For the week, Nasdaq lost 4.6%, S&P 500 fell nearly 2%, while Dow gained 0.6%. A tech-led pullback with defensives holding is broadly neutral for Singapore dividend investors.
SGX PRE-OPEN PULSE
STI closed flat at 5,191.73, still below its record close of 5,218.96 on June 25. Brent crude eased to ~USD 72, lowest since February, as Hormuz flows normalised under the US-Iran MoU. Lower oil is a mild tailwind for REITs and industrials. USD/SGD sits around 1.29.
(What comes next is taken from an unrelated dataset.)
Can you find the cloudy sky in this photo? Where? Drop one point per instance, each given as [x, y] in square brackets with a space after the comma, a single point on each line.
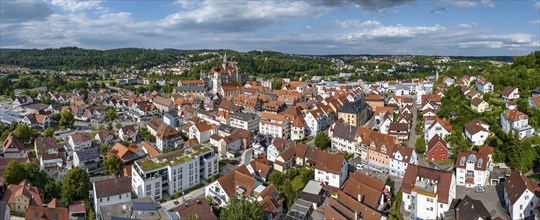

THREE STOCKS ON IGGY'S RADAR
👁 Z74 SingTel
Yield just above 4%, but a meaningful portion comes from asset recycling rather than operating income. Watching ahead of August results. Not adding at current levels.
👁 C38U CICT
Strong volume interest as SORA stays low. Gearing will be a key check when I run a full forensic audit. Watching for now.
👁 A17U Ascendas REIT
Most active industrial REIT. AI and data centre narrative driving attention. No audit yet. Not chasing without numbers.
IGGY'S GAME PLAN
STI is holding above 5,100 but remains below recent highs. I am not chasing. DBS flagged the World Cup period as a tactical accumulation window ahead of a potential July rally. This week, I am watching for volume recovery and whether banks, which held up last week, can sustain momentum into results season.
My kopi-o costs the same as last Monday. The market may be near highs, but not everything has moved.